Manuelle Hoornaert, docteure vétérinaire, Titulaire d’un CEAV en éthologie clinique et appliquée

Bobby est un berger allemand (BA) femelle stérilisée, âgée de 5 ans quand elle commence à agresser des chiens qu’elle connaît, à son domicile. Lors des séquences d’agression, le chien arrive systématiquement par l’arrière et le flanc de Bobby qui semble alors « surprise ». Bobby ne stoppe pas ses agressions même si les chiens agressés montrent des signaux de « soumission » et qu’ils veulent interrompre la séquence.

Chaque séquence comportementale a une cause et un but. Celui d’une séquence agonistique d’agression est de mettre à distance le protagoniste de l’interaction.

Les causes sont diverses et peuvent être catégorisées de la façon suivante (hors causes pathologiques de type neurologiques par exemple) :

  • les agressions par protection de ressource : le chien défend un objet (aliment, couchage, jouet…) ou un être vivant ;

  • les agressions par autoprotection : le chien se défend lui-même, que ce soit par peur, par appréhension d’une douleur, par surprise, etc.

 

Entre eux les chiens ont une communication multimodale. Le chien émetteur envoie des signaux qui sont perçus et analysés par le chien receveur via ses 5 sens. Le canal visuel par exemple, permet l’analyse de postures, de mimiques faciales ou de mouvements. Si les signaux émis sont de mauvaise qualité (défaut d’apprentissage, hypertype physique ne permettant pas l’émission de certains signaux…) ou s’ils sont mal perçus (défaut de vision) ou mal analysés (défaut d’apprentissage, trouble neurologique), la communication peut être altérée. La réponse du receveur à l’émetteur peut alors être inadaptée à la situation.

 

Points clés

  1. Si la perception des signaux est altérée, la communication sera défectueuse.
  2. Agression ne signifie pas forcément morsure ; la séquence comportementale s’arrête le plus souvent avant.
  3. Douleur ophtalmique et réduction du champ de vision peuvent générer un comportement d’agression par autoprotection.
  4. L’apparition soudaine de comportements d’agression justifie un examen clinique complet pour identifier une éventuelle cause physique (douleur, affection des sens notamment la vue).

 

Dans le cas de Bobby, la configuration des séquences d’agression évoque un défaut de perception et de communication. En effet, les circonstances de déclenchement puis la poursuite des agressions malgré les signaux clairs de demande d’arrêt émis par les agressés, laissent penser que soit Bobby ne les reçoit pas, soit qu’elle ne les interprète plus correctement.
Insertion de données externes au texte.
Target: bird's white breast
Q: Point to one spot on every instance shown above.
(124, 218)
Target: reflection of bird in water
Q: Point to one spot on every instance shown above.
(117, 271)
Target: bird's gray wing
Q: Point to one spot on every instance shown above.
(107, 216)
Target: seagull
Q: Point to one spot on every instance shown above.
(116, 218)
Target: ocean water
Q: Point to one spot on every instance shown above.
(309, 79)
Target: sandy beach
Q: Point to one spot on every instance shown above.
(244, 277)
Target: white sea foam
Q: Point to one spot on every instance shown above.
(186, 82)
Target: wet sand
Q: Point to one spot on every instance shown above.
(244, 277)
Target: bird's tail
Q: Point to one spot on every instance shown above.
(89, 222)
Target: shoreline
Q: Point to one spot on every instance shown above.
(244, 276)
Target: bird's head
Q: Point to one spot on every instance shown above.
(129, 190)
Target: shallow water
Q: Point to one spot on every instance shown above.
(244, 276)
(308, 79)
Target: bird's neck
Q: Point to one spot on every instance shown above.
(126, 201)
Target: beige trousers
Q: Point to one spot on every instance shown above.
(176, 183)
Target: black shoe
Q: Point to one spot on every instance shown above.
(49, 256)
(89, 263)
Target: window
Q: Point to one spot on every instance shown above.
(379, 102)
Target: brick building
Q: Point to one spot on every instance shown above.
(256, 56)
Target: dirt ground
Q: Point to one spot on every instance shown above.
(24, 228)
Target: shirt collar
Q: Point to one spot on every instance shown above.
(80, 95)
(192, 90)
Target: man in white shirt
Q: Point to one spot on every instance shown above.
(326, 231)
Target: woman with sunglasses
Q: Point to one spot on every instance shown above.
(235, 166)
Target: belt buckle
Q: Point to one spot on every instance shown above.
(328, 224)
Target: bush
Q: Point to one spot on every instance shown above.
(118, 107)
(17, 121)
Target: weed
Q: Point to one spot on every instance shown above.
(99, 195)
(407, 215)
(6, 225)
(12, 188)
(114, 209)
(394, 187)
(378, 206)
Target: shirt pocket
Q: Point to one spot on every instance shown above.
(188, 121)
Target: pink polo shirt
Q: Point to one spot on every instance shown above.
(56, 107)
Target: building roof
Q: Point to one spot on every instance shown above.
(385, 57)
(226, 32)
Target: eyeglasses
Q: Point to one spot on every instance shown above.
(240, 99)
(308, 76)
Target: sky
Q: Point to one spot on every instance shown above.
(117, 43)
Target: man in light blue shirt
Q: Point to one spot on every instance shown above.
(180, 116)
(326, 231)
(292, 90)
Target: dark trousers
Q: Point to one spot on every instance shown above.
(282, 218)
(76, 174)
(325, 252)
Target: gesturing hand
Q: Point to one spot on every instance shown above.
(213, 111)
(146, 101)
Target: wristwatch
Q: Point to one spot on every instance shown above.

L’examen clinique de Bobby a révélé des lésions cornéennes bilatérales dans les angles inféro-latéraux des yeux, réduisant ainsi son champ de vision périphérique. Le diagnostic de kératite superficielle chronique (KSC) du berger allemand a été posé. La douleur et l’impact sur la vision de l’affection ont permis d’expliquer les séquences d’agression intraspécifique par autoprotection. Un traitement ophtalmique a été mis en place ainsi qu’une thérapie comportementale. Malgré une amélioration de la situation et la disparition des séquences d’agression intraspécifique, le pronostic comportemental à long terme reste réservé en raison du caractère évolutif et incurable de la KSC.

Déclaration de conflit d'intérêt

L’autrice déclare ne présenter aucun conflit d’intérêt qui pourraient influencer ou biaiser de manière inappropriée le contenu de l'article.

Bibliographie

  • Siniscalchi M., D’Ingeo S., Minunno M., Quaranta A. Communication in dogs. Animals. 2018 ; 8 ; 131.